What does the Covid-19 outbreak mean for politics, and how should we cover it?
As far as the political team’s coverage is concerned, these are the questions I think should direct our analysis and reporting. I’ve also provided a sense of my thinking on these questions at the moment, because I’m a big believer that the most effective way to learn from your biases and mistakes is to a) write them down so you can’t squirrel out of them later and b) to be as transparent as possible about your thinking and processes so that you can crowdsource criticism and feedback from as wide a group of people as possible.
Has austerity made it harder for the government to tackle the coronavirus outbreak?

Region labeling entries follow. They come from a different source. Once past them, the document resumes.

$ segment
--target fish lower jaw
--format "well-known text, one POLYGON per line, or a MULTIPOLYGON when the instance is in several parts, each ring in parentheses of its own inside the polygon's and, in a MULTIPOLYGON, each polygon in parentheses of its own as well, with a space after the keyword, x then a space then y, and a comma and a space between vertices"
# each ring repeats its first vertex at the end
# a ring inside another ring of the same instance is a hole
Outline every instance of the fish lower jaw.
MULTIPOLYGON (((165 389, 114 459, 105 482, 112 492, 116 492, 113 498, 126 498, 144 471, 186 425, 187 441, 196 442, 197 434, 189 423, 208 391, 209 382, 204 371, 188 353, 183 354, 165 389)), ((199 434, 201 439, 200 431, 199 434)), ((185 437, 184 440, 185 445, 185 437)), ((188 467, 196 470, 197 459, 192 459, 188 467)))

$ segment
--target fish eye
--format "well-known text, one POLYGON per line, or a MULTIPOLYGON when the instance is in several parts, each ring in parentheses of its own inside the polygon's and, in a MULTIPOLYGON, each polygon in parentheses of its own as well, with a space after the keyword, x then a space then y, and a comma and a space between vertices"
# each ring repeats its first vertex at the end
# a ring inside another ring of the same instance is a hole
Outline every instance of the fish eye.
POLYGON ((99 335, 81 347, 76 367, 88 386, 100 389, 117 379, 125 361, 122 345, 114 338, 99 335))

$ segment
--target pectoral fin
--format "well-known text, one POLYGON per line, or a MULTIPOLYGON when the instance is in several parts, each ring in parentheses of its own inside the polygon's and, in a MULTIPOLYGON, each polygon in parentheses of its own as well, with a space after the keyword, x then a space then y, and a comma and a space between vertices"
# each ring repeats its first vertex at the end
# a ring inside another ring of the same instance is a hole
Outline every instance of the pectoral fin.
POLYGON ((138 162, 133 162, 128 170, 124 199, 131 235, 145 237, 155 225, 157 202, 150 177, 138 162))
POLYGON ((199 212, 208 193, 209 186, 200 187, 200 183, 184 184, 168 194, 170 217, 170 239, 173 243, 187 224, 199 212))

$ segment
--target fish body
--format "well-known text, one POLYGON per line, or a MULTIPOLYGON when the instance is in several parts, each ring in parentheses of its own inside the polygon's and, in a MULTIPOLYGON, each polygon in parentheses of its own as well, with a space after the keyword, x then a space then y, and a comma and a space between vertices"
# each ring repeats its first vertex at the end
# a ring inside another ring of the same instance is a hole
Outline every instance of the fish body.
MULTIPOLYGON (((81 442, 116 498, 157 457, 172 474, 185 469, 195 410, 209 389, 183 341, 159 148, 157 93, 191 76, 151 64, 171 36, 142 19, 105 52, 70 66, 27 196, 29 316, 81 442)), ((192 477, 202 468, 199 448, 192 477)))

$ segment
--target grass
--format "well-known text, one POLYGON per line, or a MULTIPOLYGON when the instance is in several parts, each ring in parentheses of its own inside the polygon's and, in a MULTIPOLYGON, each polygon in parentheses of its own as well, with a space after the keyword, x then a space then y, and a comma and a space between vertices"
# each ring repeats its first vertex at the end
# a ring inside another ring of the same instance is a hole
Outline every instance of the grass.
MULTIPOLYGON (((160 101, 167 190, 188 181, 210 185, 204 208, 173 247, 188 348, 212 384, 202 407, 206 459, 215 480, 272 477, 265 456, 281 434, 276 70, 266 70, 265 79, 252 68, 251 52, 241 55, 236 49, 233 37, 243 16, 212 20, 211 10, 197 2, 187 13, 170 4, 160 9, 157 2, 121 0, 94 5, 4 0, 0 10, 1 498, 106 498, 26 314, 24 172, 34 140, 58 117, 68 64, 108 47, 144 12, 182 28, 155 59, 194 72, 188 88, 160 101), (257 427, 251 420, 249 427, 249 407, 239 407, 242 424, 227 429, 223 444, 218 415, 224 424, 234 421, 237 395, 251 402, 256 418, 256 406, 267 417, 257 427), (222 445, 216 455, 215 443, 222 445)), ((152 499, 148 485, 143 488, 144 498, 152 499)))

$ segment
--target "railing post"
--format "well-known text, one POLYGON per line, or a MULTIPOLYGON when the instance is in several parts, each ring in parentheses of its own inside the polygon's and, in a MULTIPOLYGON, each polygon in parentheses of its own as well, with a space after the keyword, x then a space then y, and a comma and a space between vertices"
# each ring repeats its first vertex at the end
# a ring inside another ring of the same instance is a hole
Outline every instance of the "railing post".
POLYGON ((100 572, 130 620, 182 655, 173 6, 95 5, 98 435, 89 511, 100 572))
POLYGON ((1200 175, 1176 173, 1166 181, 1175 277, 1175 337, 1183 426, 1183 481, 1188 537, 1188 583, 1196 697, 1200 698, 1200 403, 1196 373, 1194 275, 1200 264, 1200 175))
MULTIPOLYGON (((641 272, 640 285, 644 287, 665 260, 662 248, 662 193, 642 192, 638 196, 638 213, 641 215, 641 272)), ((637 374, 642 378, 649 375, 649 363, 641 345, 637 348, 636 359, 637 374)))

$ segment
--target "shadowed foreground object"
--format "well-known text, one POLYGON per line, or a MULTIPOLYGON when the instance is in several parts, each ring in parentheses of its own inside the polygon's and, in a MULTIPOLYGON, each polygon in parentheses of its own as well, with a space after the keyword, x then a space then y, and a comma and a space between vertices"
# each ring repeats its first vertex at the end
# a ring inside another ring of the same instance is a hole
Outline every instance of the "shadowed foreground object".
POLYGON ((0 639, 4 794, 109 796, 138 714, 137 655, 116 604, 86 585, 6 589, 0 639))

Although there have been a number of rhetorical retreats from it since 2016, the policy of successive Conservative governments since 2010 has been to close the deficit and reduce the United Kingdom’s debt pile through public spending cuts. Though there have been some tax rises – not least to VAT – since 2010, the government has largely eschewed taxation in favour of reductions in spending.
(We shouldn’t forget, however, that tax rises, particularly in a downturn, are themselves a form of austerity. While hiking VAT is preferable to cutting in-work benefits as far as poverty reduction goes, both are measures that hit the lowest-paid hardest.)
Has a decade of spending restraint left the United Kingdom worse equipped to fight this pandemic than it would have been in 2010? I use the phrase “this pandemic” deliberately: one of the conscious political decisions made by David Cameron and George Osborne was to target cuts where they wouldn’t be noticed, which incentivises departments to pare back areas such as crisis readiness across the board, because in normal times there are precisely zero votes in crisis readiness.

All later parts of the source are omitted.